Letting c = ${\sqrt{a/2+\sqrt{a^{2}/4-b}}}$ and d = ${\sqrt{a/2-\sqrt{a^{2}/4-b}}}$, then F(c, d) would contain all the roots of p(x). In addition, F[x]/$<p(x)>$ is isomorphic to F(c) is isomorphic to F(d), but that’s not the same as F(c, d).
What am I missing here?
I don't have the book with me; I assume that by root field the author means what is more commonly called a splitting field, i.e. the field extension obtained by adjoining all the roots of $p(x)$.
With this interpretation, the statement is false; $F(c)$ need not be the splitting field. As indicated in this answer, the statement will be false precisely when both $b$ and $b(a^2-4b)$ are not squares in $F$ (e.g. take $F = \mathbb{Q}$, $a=1, b=2$).

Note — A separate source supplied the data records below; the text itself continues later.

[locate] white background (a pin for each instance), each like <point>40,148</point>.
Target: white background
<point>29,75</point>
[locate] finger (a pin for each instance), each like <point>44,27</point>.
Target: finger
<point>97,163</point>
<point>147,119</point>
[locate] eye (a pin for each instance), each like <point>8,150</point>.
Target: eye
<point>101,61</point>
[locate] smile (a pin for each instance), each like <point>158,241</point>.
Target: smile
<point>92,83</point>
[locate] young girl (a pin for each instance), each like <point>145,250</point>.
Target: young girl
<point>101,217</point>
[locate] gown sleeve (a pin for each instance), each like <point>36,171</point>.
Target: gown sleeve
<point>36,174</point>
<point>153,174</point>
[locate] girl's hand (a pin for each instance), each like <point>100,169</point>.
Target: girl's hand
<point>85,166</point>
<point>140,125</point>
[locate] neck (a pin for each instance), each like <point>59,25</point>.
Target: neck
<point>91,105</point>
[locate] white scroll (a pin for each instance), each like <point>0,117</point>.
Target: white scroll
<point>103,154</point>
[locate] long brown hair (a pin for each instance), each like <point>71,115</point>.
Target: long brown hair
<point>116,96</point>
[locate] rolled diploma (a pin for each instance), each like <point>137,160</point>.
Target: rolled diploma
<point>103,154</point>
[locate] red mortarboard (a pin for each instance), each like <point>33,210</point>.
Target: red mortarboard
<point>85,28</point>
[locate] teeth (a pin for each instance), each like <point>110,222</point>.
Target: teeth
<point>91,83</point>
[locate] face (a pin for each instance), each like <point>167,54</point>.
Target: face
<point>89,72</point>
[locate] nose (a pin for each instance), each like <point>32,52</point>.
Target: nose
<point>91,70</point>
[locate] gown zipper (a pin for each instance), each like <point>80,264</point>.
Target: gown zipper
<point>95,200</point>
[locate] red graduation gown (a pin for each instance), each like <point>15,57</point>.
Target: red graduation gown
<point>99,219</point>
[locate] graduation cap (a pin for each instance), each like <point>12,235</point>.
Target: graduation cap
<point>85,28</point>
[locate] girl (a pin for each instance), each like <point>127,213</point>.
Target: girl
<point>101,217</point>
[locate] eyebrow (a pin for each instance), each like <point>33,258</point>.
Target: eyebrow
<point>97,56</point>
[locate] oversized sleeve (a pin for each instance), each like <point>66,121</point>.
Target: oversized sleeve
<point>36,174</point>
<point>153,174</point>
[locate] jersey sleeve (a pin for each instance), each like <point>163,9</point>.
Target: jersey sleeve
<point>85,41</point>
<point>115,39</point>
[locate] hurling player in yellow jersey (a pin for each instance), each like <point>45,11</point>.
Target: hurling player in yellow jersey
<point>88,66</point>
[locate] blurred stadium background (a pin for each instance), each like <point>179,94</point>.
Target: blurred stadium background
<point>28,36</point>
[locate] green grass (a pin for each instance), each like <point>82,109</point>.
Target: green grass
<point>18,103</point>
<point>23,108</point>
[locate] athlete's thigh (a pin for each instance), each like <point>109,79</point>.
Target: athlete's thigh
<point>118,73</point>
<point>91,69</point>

To see that this is the case, note that the field $F(c, d)$ contains the element $\sqrt{b} = cd$ and the element $\sqrt{a^2 - 4b} = c^2 - d^2$. Hence it also contains $\sqrt{b(a^2 - 4b)} = \sqrt{b}\sqrt{a^2 - 4b}$, whereby $F' = F(\sqrt{b(a^2-4b)})$ is a subfield of $F(c, d)$. But the polynomial $p(x)$ is still irreducible over $F'$, as $F'$ does not contain the square root of the discriminant $a^2 - 4b$. It follows that $F(c, d)$ has degree at least $4$ over $F'$, whereby $F(c, d)$ has degree at least $8$ over $F$. Thus we cannot have $F(c, d) = F(c)$.